The decision to invest in loan management systems can be complicated and costly. Reported to grow at 15% CAGR between 2017-2022, the industry is awash with choice. Both traditional loan work flows and new P2P software platforms are used to service loans. Boiling down the most basic investment questions for loan solution decision-makers:
- What type of loan business will be operating?
- What are the key elements of technologies to be delivered?
- What are the costs associated with full integration of new loan management software?
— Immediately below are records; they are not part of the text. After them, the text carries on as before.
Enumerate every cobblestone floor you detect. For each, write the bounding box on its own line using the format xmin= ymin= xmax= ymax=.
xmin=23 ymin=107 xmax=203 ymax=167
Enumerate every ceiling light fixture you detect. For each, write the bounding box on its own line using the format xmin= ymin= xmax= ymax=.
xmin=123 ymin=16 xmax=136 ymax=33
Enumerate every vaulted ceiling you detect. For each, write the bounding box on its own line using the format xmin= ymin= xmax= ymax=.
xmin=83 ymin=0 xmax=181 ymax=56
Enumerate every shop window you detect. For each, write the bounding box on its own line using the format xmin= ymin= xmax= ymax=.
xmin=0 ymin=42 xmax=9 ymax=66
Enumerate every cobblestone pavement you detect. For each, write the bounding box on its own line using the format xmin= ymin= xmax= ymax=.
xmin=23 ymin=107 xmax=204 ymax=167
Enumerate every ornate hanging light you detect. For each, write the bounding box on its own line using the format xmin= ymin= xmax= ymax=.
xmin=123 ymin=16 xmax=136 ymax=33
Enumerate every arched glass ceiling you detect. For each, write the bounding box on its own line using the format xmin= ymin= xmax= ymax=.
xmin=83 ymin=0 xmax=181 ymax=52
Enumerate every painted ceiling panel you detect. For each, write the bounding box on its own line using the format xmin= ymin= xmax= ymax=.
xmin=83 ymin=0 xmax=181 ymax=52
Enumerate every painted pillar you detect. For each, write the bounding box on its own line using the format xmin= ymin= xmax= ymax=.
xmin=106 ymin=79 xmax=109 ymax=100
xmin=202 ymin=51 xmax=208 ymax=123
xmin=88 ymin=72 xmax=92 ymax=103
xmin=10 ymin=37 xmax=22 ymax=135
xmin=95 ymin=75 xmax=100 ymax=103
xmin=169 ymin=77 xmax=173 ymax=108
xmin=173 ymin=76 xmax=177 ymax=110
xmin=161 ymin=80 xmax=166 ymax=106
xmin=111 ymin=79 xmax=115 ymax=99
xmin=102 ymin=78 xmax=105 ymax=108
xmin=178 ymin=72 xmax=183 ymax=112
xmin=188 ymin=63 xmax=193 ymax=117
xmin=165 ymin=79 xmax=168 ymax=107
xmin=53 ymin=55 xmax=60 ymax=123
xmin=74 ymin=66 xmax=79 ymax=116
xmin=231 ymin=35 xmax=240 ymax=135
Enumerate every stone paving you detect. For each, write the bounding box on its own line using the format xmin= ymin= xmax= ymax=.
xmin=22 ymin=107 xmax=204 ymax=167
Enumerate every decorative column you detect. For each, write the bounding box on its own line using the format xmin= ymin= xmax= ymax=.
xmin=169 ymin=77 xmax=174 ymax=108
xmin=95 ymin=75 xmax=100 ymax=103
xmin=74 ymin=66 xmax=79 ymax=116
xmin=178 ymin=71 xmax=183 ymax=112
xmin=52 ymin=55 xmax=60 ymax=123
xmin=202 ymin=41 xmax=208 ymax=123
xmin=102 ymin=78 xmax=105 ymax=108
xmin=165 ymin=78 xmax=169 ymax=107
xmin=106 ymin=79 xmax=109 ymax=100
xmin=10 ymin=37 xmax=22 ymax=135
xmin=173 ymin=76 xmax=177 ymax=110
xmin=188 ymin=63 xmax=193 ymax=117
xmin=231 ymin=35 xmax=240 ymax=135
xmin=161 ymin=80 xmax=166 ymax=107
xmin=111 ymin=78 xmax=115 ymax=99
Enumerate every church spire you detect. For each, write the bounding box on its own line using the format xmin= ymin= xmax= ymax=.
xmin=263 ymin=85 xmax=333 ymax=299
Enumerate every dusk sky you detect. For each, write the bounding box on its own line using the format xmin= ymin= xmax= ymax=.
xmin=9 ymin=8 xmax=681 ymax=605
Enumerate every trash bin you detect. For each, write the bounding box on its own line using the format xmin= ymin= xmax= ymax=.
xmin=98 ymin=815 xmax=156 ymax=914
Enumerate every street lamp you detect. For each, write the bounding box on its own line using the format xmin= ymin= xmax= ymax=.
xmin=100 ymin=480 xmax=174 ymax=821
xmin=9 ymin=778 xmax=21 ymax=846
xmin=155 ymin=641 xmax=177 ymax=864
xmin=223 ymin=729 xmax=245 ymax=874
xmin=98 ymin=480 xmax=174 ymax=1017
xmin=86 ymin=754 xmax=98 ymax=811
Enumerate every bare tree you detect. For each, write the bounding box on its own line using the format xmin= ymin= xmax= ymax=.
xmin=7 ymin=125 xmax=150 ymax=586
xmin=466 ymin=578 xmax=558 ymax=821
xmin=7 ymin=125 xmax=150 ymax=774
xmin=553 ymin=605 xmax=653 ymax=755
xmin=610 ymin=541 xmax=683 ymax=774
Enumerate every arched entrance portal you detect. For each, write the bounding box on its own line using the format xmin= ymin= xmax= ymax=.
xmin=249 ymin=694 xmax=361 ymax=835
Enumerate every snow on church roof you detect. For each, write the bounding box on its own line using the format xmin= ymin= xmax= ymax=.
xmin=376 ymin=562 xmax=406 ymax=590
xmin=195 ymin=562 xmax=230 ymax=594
Conventional lenders seek innovative new loan management systems
The milieu of investment banking is extremely competitive, fraught with decreasing fees, increasing regulation and reporting. Investment banks and sophisticated lenders operating across multiple platforms in loan origination, syndication and management activities will need complex tools to monitor the loan lifecycle. Clunky, on-site loan management solutions may not be able to completely address the challenges facing the institutional lending market. Decision makers may turn to innovative loan management systems. Finastra and FIS offer comprehensive solutions, and can resolve questions around integration while using the most advanced technologies.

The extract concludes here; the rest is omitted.